We are proud to bring you the newest imitation urine substitution device on the market - Monkey Whizz! This amazing package comes ready to use right out of the box! Comes complete with over 3.5oz. of the highest quality imitation urine toxin and disease free urine available, attached to an adjustable 100% cotton elastic belt. (All medical grade) Also included are two organic heat pads, an easy to read temperature strip and detailed instructions.
Novelty urine should NOT be used for illegal purposes
Monkey Whizz
Rating is 4.9 out of five stars based on 18 reviews
SKU: MW-1
$49.95Price

Reviews
2nd time needed clean THC this worked perfectly
I used this stuff for many years for many times always worked I also had I on my person just the strap for months at a time for surprises job was paying 4500 a week so it was worth the hassle but none the less never used heat pad as I was wearing it all the time so temp had plenty of time to be right only had one pop up on me the 4 1/2 years on the pipe line even being at least 6 months old still worked with no issues this stuff is a life saver will be the only stuff I'll ever use great st
I’ve used this product several times over the last few years and it hasn’t let me down yet. Reason for 4 stars instead of 5 is that in my recent purchase, neither of the boxes were shrink wrapped like they used to be, which is a bit concerning. Other than that, wonderful product.
Best one on the market. Super easy and a guaranteed pass when you follow directions throughly.

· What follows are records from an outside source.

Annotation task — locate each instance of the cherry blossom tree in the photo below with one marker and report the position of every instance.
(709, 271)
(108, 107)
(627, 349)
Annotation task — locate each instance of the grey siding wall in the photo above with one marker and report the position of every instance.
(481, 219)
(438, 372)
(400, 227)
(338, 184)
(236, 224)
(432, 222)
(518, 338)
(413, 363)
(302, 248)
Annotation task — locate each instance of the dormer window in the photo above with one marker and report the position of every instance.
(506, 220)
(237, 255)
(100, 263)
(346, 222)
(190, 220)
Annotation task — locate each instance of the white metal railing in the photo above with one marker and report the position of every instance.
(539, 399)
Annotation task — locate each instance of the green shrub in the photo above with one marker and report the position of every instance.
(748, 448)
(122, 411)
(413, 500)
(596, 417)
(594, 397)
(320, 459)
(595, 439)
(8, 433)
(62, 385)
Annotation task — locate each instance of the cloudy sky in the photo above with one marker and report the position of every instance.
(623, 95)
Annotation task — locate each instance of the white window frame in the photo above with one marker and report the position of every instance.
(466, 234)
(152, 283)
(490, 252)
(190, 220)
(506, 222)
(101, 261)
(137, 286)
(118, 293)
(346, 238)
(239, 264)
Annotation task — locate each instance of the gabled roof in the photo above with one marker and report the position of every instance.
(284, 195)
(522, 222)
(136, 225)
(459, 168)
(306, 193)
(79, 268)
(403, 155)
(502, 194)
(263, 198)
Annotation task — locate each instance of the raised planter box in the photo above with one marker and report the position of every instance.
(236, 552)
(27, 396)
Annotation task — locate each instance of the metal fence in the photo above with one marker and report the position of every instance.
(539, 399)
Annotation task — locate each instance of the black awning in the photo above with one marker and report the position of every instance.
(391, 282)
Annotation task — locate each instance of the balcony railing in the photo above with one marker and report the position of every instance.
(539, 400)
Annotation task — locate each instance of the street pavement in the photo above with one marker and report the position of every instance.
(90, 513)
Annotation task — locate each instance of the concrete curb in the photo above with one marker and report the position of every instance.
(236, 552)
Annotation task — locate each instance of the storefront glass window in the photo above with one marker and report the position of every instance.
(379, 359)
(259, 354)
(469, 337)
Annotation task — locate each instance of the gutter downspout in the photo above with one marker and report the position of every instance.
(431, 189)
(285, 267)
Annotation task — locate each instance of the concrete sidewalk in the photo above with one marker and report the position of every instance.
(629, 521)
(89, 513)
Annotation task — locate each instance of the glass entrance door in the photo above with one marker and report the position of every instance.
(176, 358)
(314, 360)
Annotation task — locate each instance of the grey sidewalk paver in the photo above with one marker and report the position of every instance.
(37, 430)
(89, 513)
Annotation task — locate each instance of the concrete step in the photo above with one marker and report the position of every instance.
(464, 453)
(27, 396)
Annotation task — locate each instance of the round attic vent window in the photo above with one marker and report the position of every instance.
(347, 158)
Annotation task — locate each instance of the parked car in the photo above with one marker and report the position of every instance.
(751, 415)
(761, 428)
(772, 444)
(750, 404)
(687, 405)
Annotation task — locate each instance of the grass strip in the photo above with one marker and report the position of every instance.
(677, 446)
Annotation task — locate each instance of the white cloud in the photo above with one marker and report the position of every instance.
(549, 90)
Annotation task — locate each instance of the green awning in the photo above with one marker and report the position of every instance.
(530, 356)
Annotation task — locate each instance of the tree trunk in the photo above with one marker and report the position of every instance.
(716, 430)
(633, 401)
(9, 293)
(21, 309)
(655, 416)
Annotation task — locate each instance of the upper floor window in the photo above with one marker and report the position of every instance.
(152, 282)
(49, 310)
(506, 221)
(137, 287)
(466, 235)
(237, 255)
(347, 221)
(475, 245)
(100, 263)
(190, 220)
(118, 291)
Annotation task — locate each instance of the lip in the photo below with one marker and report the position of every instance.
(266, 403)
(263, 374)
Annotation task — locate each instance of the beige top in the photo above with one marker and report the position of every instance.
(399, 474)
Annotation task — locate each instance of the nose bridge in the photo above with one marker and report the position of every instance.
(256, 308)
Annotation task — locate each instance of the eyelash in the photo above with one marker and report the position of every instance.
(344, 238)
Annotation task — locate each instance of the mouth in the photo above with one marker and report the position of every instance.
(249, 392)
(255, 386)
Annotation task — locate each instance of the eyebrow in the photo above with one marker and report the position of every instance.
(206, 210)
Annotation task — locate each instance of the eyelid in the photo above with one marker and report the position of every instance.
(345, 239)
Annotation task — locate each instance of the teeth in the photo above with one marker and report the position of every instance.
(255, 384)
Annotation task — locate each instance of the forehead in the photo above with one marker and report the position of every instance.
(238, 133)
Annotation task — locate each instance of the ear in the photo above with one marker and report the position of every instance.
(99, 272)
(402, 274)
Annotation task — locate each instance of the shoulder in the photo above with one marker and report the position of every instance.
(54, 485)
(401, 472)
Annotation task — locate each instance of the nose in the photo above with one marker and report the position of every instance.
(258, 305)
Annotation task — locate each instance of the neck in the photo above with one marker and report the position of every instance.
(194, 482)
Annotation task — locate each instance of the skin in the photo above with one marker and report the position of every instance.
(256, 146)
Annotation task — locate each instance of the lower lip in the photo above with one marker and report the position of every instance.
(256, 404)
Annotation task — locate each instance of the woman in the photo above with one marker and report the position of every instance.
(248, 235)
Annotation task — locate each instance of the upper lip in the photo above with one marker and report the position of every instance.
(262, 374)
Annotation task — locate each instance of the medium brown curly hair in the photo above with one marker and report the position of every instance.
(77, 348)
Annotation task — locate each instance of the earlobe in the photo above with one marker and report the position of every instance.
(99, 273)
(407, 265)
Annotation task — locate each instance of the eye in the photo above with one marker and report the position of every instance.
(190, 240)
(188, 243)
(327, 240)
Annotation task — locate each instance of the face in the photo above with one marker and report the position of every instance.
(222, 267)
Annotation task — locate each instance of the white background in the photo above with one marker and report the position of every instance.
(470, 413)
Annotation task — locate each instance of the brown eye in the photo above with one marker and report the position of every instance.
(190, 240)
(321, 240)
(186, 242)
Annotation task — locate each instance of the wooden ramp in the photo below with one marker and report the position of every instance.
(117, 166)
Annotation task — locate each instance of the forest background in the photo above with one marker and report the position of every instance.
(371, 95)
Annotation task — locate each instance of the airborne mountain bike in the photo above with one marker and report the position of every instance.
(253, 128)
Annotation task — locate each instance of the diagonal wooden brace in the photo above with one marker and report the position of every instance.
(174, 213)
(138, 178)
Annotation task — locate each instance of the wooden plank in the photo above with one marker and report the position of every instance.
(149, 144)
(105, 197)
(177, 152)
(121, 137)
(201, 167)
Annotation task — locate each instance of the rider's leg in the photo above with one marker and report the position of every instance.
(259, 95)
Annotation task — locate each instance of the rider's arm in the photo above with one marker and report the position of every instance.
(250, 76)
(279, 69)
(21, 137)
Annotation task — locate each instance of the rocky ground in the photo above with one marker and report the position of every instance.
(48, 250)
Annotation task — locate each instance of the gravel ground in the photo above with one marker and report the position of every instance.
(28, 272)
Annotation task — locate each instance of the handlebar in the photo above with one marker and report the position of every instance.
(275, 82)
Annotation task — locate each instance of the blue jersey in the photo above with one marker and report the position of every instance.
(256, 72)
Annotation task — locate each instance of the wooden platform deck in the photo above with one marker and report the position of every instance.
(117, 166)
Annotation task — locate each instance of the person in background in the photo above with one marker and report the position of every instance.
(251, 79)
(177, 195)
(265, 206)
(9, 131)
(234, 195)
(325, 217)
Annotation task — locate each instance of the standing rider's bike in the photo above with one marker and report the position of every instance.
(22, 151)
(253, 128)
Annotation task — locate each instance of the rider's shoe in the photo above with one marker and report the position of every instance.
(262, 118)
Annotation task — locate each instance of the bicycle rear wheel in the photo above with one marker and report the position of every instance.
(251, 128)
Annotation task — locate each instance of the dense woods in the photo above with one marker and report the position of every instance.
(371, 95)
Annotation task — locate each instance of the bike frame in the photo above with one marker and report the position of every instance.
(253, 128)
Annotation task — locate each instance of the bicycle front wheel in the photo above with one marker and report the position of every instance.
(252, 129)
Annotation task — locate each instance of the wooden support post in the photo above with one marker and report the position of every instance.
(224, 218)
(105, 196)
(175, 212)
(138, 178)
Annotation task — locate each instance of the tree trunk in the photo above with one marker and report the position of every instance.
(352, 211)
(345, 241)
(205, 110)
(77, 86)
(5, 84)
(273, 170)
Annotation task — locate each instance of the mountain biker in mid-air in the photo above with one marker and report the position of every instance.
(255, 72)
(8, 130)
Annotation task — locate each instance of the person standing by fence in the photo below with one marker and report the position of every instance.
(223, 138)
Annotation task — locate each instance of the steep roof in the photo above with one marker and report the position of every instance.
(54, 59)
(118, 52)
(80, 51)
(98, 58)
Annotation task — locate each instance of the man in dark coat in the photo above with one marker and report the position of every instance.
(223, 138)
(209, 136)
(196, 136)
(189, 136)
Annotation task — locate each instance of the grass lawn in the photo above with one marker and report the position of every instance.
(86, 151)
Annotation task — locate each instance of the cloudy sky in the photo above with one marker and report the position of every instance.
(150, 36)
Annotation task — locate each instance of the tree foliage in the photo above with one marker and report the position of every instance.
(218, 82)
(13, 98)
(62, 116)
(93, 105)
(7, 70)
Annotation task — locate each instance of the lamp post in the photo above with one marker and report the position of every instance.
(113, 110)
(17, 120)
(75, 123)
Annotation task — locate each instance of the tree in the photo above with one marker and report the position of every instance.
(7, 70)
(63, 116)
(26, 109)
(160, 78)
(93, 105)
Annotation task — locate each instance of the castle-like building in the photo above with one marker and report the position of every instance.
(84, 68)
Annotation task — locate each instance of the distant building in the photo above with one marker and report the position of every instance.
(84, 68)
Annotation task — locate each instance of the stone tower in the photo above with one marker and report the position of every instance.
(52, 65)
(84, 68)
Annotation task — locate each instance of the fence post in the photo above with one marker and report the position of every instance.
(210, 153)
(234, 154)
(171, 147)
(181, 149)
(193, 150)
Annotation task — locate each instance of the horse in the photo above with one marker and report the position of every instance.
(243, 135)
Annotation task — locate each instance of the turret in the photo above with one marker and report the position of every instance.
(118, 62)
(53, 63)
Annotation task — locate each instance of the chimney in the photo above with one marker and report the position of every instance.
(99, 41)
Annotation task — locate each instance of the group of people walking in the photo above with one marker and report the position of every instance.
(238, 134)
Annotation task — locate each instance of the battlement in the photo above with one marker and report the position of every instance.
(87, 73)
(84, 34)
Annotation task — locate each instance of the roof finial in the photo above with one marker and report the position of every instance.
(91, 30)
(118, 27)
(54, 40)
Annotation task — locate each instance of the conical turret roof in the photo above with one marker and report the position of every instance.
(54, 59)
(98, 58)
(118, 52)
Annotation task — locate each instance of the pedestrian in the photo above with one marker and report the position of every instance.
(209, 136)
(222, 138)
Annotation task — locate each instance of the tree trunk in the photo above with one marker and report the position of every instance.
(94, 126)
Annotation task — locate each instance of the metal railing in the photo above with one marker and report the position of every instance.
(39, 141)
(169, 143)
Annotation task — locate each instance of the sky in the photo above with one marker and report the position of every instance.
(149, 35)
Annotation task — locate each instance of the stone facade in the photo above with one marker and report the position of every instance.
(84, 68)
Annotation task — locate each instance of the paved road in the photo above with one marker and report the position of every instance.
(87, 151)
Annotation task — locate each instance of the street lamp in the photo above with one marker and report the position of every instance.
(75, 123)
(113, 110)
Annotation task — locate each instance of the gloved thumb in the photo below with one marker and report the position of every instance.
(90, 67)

I have personally been using this product since at least 2006 and it has NEVER let me down. I use it at least once a year but usually 2-3 times a year and it works perfectly every time. I bet my 6 figure salary on it. One of my favorite things about it is the heat packs they include, they will not get over 100 degrees Fahrenheit which is essential when you’re going for accuracy. I can’t recommend this product enough. Flask fits in your boot and belt is comfortable to wear all day if needed.